For Highland Park, a suburb of Detroit, misfortune was turned into innovation. Changes in demographics and population led the city’s sewage and water utility systems to be forced to be integrated with Detroit’s, leading to massive increases in bills for city residents. The cost was simply too much for the city to handle without major cuts, so all the streetlights in town were taken off line and removed.
Rather than stay in the dark, the people of Highland Park came together to fund resident-owned street lamps equipped with LED lighting technology. These new street lamps run completely independent of the city grid, removing them from the power consumption equation entirely.

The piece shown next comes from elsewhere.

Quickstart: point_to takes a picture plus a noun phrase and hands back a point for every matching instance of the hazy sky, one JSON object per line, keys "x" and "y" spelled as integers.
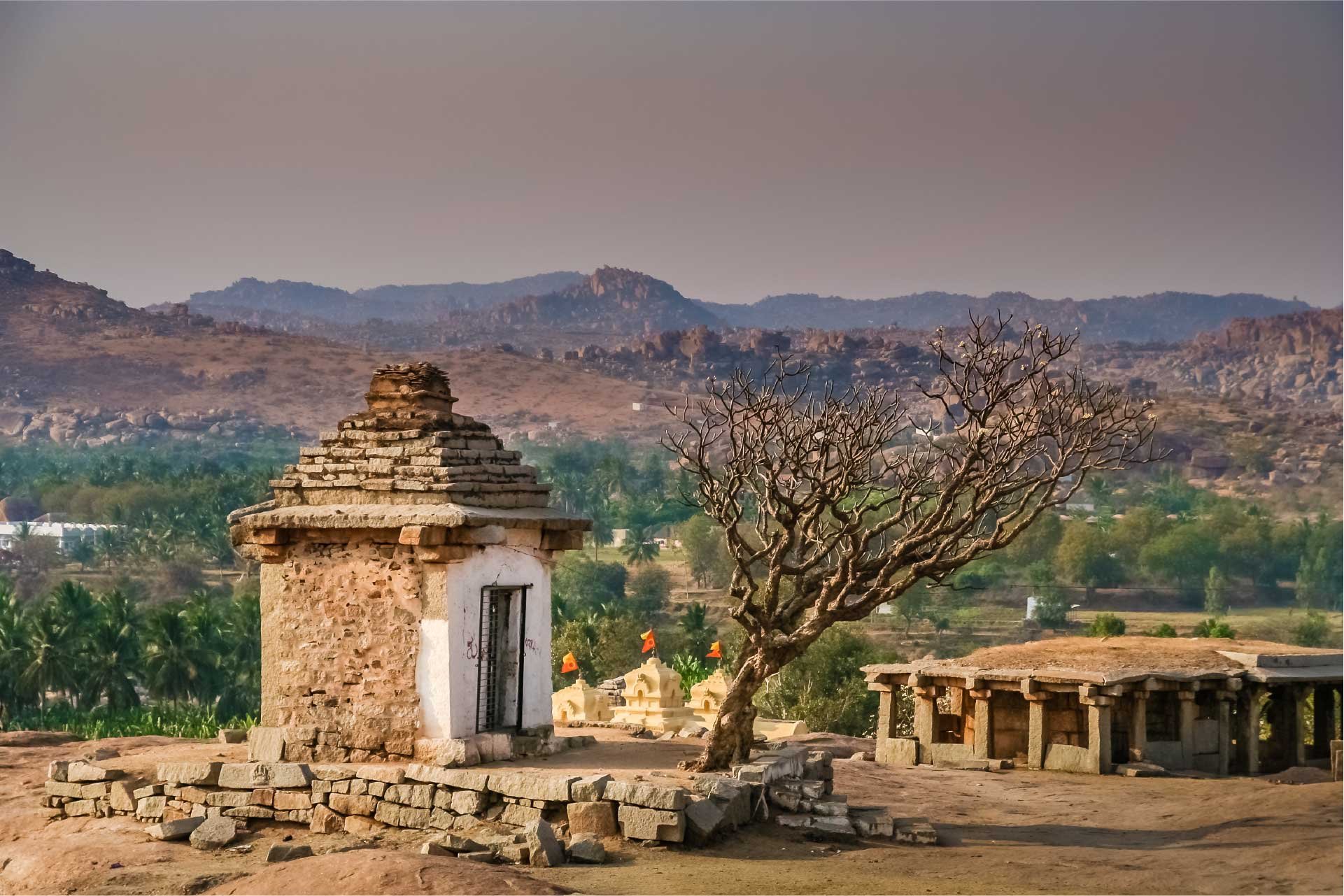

They stay lit because of advances in solar technology and the low power need for LED lights, which use up to half as much power as the city’s previous grid-powered streetlights. They also stay on even when the grid goes down, keeping the city lit with energy-efficient battery packs that will keep powering the lights through utility outages.
As cities become smarter and power needs increase, innovation arrives to meet the demand. Entrepreneurs and their tech companies recognize this need, and are heeding the call with solutions that improve quality of life for people with smart buildings, smart public transportation, smart lighting, and other smart tech we haven’t even dreamed up yet.
Wherever the smart city movement takes us, urban planning—and life in the modern metropolis—will never be the same.